None of these require an advanced degree, only curiosity, attention and good training. So the transition can be broad rather than elite, if we invest in it deliberately.
Identity: the harder conversation
Skills are the easier part. Identity is harder.
Many people define themselves by what they physically make or do. A driver, a welder, a picker, a pilot. When a machine performs the core physical act, people can feel diminished even if their pay and safety improve. Workers and managers have told me this across China, India and Israel. It is universal.
The answer is to be honest about what is changing and to redefine mastery. A craftsperson who directs a cell of robots is still a craftsperson. Their mastery now sits in judgment, setup and quality rather than repetition. Organizations that frame the change this way, and back it with training and career paths, keep their best people. Organizations that frame it as headcount reduction lose trust, and often lose the know-how they need to make the machines work.
There is also an upside we rarely discuss. Much physical work is dangerous, exhausting and hard on the body. Removing the worst of it is not a loss of identity. It is a gain in dignity.
What leaders should do now
Human 2.0 does not happen to an organization. Leaders design it. A few practical steps:
- Start with the task, not the robot. Map your operation’s physical work and find the dull, dirty or dangerous tasks. Physical SI should go there first.
- Design the human role alongside the machine. Every deployment plan needs new job descriptions, training and escalation paths. Otherwise it is not a plan.
- Invest in the improvement loop. The people closest to the machine generate the data and insight that improve it. Recognize and reward them.
- Communicate early and honestly. Fear fills silence. Explain what is changing, why, and what it means for people’s careers.
- Measure augmentation, not just automation. Track safety, quality, output per person and retention, not only labor cost.
My view
I am optimistic, but not naive. This is a powerful technology, and powerful technologies can be deployed badly. Treat it purely as a way to remove people, and we get brittle systems, resentful workforces and slower adoption.

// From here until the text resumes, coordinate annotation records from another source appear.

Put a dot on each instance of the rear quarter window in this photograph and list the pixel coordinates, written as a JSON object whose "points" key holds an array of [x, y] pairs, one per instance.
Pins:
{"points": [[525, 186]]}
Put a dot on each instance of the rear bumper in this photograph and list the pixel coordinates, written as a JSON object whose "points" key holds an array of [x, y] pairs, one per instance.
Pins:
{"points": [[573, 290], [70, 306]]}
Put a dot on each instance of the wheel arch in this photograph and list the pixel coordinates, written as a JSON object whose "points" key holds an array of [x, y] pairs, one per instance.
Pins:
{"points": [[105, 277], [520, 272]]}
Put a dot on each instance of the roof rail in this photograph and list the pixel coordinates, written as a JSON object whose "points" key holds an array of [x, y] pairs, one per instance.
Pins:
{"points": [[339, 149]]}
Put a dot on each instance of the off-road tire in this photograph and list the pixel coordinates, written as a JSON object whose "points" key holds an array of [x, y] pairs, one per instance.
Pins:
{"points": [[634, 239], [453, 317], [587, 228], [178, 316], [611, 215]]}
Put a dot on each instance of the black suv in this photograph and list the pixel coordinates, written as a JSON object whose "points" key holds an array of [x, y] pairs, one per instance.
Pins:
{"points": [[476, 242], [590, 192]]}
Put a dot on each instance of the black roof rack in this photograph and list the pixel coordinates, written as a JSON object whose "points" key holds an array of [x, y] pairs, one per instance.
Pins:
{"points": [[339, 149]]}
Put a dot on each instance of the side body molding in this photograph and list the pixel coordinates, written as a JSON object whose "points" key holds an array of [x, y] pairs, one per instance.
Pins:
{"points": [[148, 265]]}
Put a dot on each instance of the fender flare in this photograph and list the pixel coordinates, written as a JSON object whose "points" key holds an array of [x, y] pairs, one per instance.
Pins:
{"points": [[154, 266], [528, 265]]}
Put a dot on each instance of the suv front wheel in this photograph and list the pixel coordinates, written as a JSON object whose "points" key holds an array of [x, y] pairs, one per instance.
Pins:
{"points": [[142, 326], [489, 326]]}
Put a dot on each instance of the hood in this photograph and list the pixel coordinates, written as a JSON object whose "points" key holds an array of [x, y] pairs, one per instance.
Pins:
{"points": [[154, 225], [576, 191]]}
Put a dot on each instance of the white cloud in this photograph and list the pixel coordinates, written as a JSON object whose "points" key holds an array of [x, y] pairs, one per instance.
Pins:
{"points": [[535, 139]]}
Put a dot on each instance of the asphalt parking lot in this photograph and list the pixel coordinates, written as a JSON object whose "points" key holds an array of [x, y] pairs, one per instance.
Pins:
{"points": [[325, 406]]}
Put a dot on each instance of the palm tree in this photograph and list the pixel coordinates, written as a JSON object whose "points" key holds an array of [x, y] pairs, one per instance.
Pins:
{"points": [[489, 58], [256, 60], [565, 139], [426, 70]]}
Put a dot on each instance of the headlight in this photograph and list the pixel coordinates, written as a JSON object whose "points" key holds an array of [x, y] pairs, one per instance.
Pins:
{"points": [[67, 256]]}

Treat it as a way to extend people, and we get something far better: workers who are safer, more productive and more skilled, and machines that improve faster because humans teach them every day.
That is Human 2.0. Not a human replaced by a machine, but a human with a machine, doing work neither could do alone. The leaders who design for that partnership now will set the pace for the next decade.
The views in this essay are my own and do not represent Mobileye or Mentee Robotics.